FOTOS: ÁLVARO BALLESTEROS

En directo | Un automovilista escapa por una pista tras una colisión Que los coches choquen contra las casas de la N-550 no es ninguna novedad, pero que el responsable apague las luces y se escape en plena noche indigna a los vecinos

10 abr 2007 . Actualizado a las 07:00 h.

?e noche todos los gatos son pardos, pero cuando a la una menos cuarto de la madrugada un ruido ensordecedor lo invade todo, los vecinos de la parroquia de Oroso saben muy bien lo que pasa: un vehículo acaba de chocar contra alguna de las viviendas o de los automóviles aparcados en la N-550. La sustitución del firme y la aplicación de una capa antideslizante permitieron durante los últimos años que los habitantes del lugar, ubicado a cinco kilómetros de Sigüeiro en dirección a Ordes, pudiesen dormir y vivir más tranquilos. Pero cuando un turismo circula a una velocidad que bien podría superar los 140 kilómetros por hora no hay firme que resista, sobre todo si toma una curva como si fuese una recta y a su paso se encuentra una casa y un Opel bien aparcado.
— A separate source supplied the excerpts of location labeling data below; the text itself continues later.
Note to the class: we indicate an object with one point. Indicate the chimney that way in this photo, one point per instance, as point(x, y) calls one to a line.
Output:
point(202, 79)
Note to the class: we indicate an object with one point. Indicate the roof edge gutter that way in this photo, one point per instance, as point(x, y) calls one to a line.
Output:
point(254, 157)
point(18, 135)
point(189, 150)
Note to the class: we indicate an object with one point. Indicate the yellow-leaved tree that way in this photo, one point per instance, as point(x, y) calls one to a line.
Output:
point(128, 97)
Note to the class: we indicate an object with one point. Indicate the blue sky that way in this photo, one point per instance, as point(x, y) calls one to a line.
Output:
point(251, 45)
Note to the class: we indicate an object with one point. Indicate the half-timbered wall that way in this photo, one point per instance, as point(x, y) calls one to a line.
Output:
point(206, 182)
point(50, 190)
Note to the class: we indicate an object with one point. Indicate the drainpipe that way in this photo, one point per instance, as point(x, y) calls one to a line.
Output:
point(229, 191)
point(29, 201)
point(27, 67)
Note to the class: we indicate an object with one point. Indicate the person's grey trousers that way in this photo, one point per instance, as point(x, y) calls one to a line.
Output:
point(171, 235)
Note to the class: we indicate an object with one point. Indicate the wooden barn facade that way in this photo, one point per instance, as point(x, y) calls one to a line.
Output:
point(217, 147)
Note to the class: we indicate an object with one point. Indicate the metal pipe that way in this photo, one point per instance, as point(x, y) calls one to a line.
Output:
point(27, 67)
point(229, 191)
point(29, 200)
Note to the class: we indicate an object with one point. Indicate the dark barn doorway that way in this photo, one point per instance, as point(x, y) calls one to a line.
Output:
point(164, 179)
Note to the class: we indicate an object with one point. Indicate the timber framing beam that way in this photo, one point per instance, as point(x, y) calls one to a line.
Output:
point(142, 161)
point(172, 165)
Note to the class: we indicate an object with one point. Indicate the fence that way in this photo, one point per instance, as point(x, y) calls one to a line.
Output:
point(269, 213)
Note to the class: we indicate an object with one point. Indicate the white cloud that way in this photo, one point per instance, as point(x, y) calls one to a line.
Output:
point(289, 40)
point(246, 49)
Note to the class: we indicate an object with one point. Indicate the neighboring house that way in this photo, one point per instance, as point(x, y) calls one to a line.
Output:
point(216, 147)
El automóvil estacionado estaba a nombre de Hermenegildo Rodríguez, aunque quien lo utilizaba hasta el pasado lunes es su hija Andrea. Pero de quien nada se sabe es del conductor o conductora que chocó contra el vehículo, que estaba junto al bar Stop, regentado por la familia Rodríguez desde hace 26 años. Eso sí, Andrea, Hermenegildo y varios vecinos del núcleo de Oroso vieron como un Peugeot 307 de color rojo oscuro, renqueante, con dos puertas destrozadas y echando humo, abandonaba el lugar y se adentraba por una pista interior, en la que se le perdió la pista. La Guardia Civil de Tráfico ha abierto una investigación, pero a última hora de la tarde de ayer aún no se había localizado al conductor prófugo, que apagó las luces del coche para que nadie pudiese ver la matrícula. Mientras tanto, Andrea reconoce que no es la primera vez que pasa por esta experiencia. La primera fue hace años pero entonces, matiza, «o conductor parou». Ahora se ha quedado sin automóvil y con una pregunta que le ronda la cabeza, la de cómo es posible que alguien se comporte así. Su padre piensa lo mismo y afirma que si este incidente se hubiese producido 45 minutos antes no estaría contando esta historia porque en ese momento se encontraba en el punto exacto de la colisión. Padre e hija coinciden en que la cosa pudo ser mucho peor. «Agora o consuelo que nos queda e que atopen ao responsable e que a xente se conciencie de que estas cousas non se fan», señala Andrea.